Just yesterday, my brother’s cardiologist said to get a nuclear stress test instead for this reason.
And my second question is when would you want someone to get a nuclear stress test vs a CCTA. I’m not clear on the differences. I had one 3 years ago. Does it show all the soft plaque but only not the lesions? Is CCTA always better? Do you feel both are good to do? Or partially redundant? Thank you.
If it’s stents we’re talking about they do prevent heart attacks and such when used as they typically do (mostly ACS). Avi did a meta analytic review when debunking Dr. Michael Greger et al on this.
It seems also they prevent heart attacks according to Avi in stable CVD although according to him the effect size is not that significant.
My understanding is that stents provide symptom relief but have no statistical relevance in preventing heart attacks or reducing all-cause mortality.
“While stents are effective in reducing restenosis and the need for repeat revascularization procedures, they do not significantly reduce the incidence of heart attacks. Studies have shown that there is no significant difference in the rates of myocardial infarction between patients treated with stents and those undergoing percutaneous transluminal coronary angioplasty.”
“Compared with standard PTCAs, stents more often prevent restenosis and avoid the need for repeated procedures; however, they do not improve survival or prevent heart attacks.
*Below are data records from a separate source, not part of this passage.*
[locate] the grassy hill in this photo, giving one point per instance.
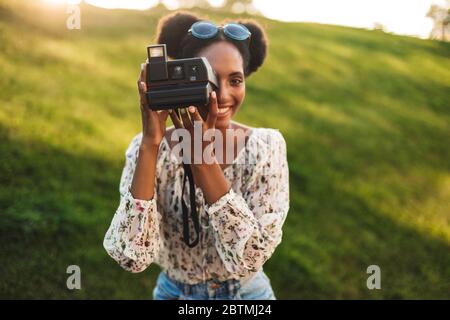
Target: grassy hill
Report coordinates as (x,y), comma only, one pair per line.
(365,115)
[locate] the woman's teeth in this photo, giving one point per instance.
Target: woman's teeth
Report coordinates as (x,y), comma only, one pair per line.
(223,110)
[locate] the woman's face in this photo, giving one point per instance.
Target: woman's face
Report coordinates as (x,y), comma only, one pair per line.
(227,62)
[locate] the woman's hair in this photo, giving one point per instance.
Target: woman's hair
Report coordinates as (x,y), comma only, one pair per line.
(173,31)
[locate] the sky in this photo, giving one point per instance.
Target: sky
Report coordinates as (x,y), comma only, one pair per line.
(406,17)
Using stents routinely rather than provisionally has only modest benefits.”
https://consensus.app/papers/benefits-of-coronary-stents/b41cdcef16ca5155b728ec000a95f22d/
See the image I posted, there’s clearly a 15% reduction in heart attacks, and according to Avi a reduction in total mortality as well.
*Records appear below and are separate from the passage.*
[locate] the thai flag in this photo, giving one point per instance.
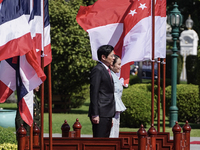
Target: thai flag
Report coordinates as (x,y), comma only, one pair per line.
(127,26)
(47,38)
(15,32)
(21,72)
(24,74)
(40,28)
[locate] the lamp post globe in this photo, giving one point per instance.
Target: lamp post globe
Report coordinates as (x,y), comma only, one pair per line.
(175,20)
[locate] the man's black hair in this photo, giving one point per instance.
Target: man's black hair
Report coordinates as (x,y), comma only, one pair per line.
(104,50)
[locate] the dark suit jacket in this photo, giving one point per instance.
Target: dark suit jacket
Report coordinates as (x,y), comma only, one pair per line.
(101,93)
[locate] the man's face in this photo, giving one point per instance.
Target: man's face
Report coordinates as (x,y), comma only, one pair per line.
(109,60)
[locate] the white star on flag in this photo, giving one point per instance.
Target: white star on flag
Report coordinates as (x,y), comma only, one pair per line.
(142,6)
(133,12)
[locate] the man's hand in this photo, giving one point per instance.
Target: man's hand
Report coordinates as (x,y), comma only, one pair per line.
(95,119)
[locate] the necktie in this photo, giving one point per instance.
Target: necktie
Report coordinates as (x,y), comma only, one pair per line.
(110,74)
"The trials included 9918 patients with CHD. How was the study done? The researchers searched the medical literature to find randomized trials that compared coronary stents with PTCA. They found 29 trials that 1) included patients with CHD but no acute heart attack and 2) followed patients for at least 6 months after their procedure. In many trials, patients who had standard PTCA could have a stent if they developed complications or if the PTCA was unsuccessful. This bailout strategy was called provisional stenting. The researchers compared outcomes between groups by using special methods of analysis (meta-analysis). What did the researchers find? The researchers found no differences in numbers of heart attacks, coronary artery bypass surgeries, or deaths between groups. "
That meta analysis were only using trials with older stent technology before they were drug-eluting
And you choose to ignore the error bars of your image.
Argue all you want, my take is that stents preventing heart attacks is not statistically
significant.
End of discussion.
Three of the studies were significant, and we look at the total sum which were.
A recent study published last year showing clear benefit of stents:
Between Sept 23, 2015, and Sept 29, 2021, 5627 patients were screened for eligibility, 1606 of whom were enrolled and randomly assigned to percutaneous coronary intervention (n=803) or optimal medical therapy alone (n=803). 1177 (73%) patients were men and 429 (27%) were women. 2-year follow-up for the primary outcome assessment was completed in 1556 (97%) patients (percutaneous coronary intervention group n=780; optimal medical therapy group n=776). At 2 years, the primary outcome occurred in three (0·4%) patients in the percutaneous coronary intervention group and in 27 (3·4%) patients in the medical therapy group (absolute difference –3·0 percentage points [95% CI –4·4 to –1·8]; p=0·0003).
Simply reducing events by 89% not bad, and this was also for vulnerable non-flow limiting plaque, trending to a decrease in all-cause death by 40% as well @relaxedmeatball thoughts?
“cobalt–chromium everolimus-eluting metallic stents” is the most cyborg chad sentence ever. The unabomber natural supplementoors have no chance against the cobalt-chromium drug infused stents.